Я попыталась это представить.

– Я думаю, он либо упадет в обморок, либо остановится.

– В качестве рабочей гипотезы неплохо. Но если верить Джейку, он исчезнет.

– Они действительно исчезают, тетя Хильда. Я сама это видела, несколько раз.

– Но куда они деваются?

– Я не способна понять вычисления Джейка, его преобразования мне приходится принимать без доказательств. Но все базируется на шести пространственно-временных координатах; три обычных пространственных, которые мы знаем: они обозначаются «x», «y» и «z»[32]; и три временных: одна обозначается нашей «ти» – «t», другая буквой греческого алфавита «тау» – «τ», а третья буквой кириллицы «тэ» – «Т».
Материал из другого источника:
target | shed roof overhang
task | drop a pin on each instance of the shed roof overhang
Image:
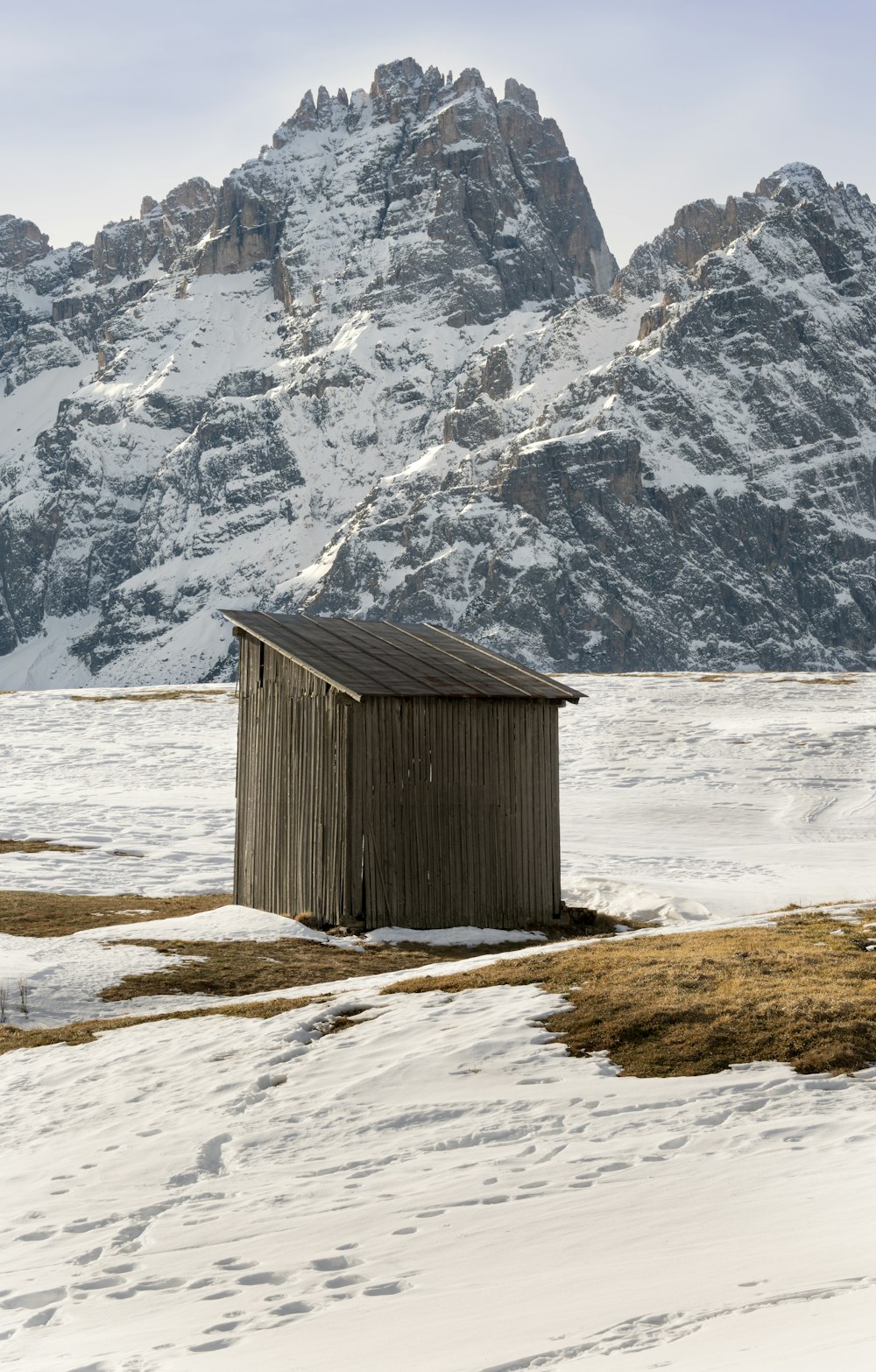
(375, 658)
– Похоже на «m» с тильдой сверху.

– Да, так и есть, но это у русских вместо нашего «ти».

– Нет, у русских вместо нашего «ти[33]» «chai». В толстых стаканах с клубничным вареньем.

 

– Прекрати, Язва. Итак, у нас есть «x», «y» и «z», «t», «тау» и «тэ». Всего шесть измерений. Теория основывается на том, что все эти оси находятся под прямым углом друг к другу и что любую из них можно заменить на любую другую с помощью вращения… или что можно задать новую ось координат, не седьмую, а способную заменить одну из шести, посредством перемещения… скажем, заменить «тау» на «тау-прим», переместившись по оси x.
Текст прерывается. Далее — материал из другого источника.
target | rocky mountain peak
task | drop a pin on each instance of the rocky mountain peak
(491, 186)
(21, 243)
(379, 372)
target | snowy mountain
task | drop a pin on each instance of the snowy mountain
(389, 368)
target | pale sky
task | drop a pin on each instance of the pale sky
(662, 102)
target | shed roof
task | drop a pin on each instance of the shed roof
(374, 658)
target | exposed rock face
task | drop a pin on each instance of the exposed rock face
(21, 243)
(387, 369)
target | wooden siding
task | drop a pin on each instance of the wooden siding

– Зебби, я думаю, что отрубилась еще четыре координаты назад.

– Покажи ей тривол[34], Зеб, – посоветовал мой муж.

– Хорошая идея, – Зеб взял у Джейка какую-то штучку и поставил на стол передо мной: она напоминала игрушку, что была у меня в детстве, только у этой вместо шести шипов имелось четыре: три касались стола, образуя треногу, четвертый смотрел прямо вверх.

– Это оружие, – сказал Зеб, – изобретенное много веков назад. Концы должны быть острыми, тут они сточены, – он подкинул «ежика», и тот снова упал на стол. – Как бы оно ни упало, одна колючка всегда направлена вверх. Разбросай их на пути атакующей кавалерии, и лошадям это вряд ли понравится. В Первую и Вторую мировые их снова использовали – против всего, что ездит на надувных шинах – велосипедов, мотоциклов, грузовиков и тому подобного. Если сделать их достаточно большими, то они способны повредить танки и другие гусеничные машины. Для партизанской войны подходят маленькие, вырезанные из колючих кустов – обычно они бывают отравленные и довольно опасные.
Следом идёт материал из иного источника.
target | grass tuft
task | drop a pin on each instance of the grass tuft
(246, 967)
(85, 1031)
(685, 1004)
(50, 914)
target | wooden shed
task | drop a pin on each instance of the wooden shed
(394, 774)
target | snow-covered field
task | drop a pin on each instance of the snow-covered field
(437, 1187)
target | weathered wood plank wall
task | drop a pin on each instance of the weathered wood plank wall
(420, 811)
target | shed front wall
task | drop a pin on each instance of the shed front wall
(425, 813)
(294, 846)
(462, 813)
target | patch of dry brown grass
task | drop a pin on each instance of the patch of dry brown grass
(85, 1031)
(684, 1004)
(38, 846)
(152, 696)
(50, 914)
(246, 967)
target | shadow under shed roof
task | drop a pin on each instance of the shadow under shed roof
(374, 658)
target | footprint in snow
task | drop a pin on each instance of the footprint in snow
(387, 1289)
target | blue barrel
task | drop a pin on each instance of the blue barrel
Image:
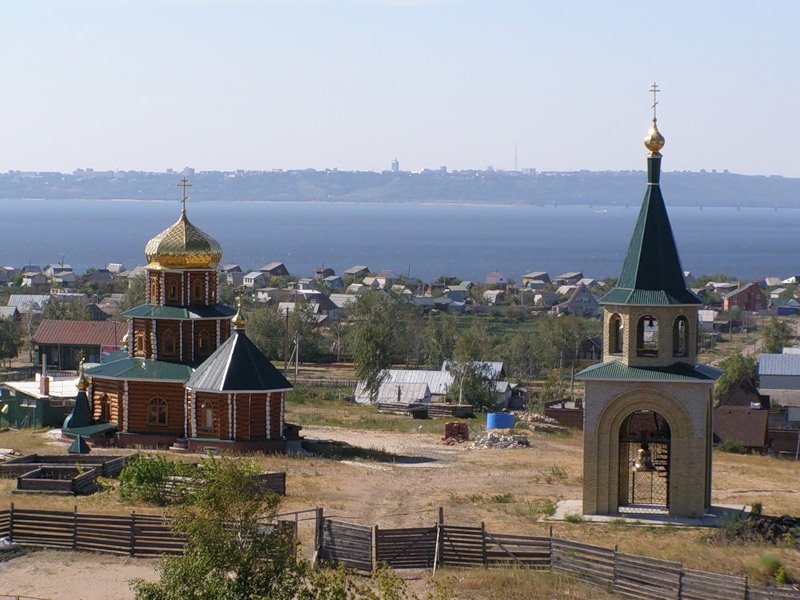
(499, 420)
Но сейчас эта смертоносная игрушка – всего лишь геометрическая проекция, изображение координат четырехмерного пространственно-временного континуума. Каждый шип находится под углом девяносто градусов к любому другому.

– Вовсе нет, – возразила я, – эти углы больше прямых.

– Я же сказал, что это проекция, Язва, это изометрическое представление четырехмерного пространства в трехмерном. Это искажает углы, ну а возможности человеческого глаза ограничены. Закрой один глаз и посиди тихо, и ты увидишь только два измерения. Иллюзия глубины – это результат работы мозга.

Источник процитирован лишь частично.